The leap in Rome remains iconic: a rare header from a player known for his feet; a goal of instinct, timing, and audacity; a goal that suspended Messi literally in the air, and figuratively in football history.
But beneath the historic moment lies something universal. Messi’s rise to global fame is not just a tale of genius. It’s a story of struggle, risk, perseverance, and grace. Born in Rosario, Argentina in 1987, diagnosed with a growth condition at age ten, Messi’s family could not afford treatment. No Argentine club would cover it. Then FC Barcelona took a chance, famously signing him on a napkin and relocating the 13-year-old to Spain. He was small, shy, and quiet. But on the field, he was unstoppable.

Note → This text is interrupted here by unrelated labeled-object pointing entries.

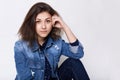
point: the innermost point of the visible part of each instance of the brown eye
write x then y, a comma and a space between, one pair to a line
48, 21
37, 21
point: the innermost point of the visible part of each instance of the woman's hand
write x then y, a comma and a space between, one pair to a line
58, 22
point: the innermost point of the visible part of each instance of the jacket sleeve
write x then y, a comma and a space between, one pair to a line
73, 50
23, 72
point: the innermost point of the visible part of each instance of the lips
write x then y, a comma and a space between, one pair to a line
43, 31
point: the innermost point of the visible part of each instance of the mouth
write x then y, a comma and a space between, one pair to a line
43, 31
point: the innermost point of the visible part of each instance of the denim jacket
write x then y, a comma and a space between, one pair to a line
30, 61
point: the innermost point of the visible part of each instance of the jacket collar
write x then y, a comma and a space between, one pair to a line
36, 45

After all, that goal was never just a point on a scoreboard. It was a turning point in a life. A risk. A moment of transcendence. Now it is something else again. As we await the highest offer at the charity auction now underway, shouldn’t we cherish the highest offering from Messi himself?
An offering of memory, vulnerability, and hope, given to each of us to remember our own leaps, to hold the feeling of rising higher than anyone thought we could.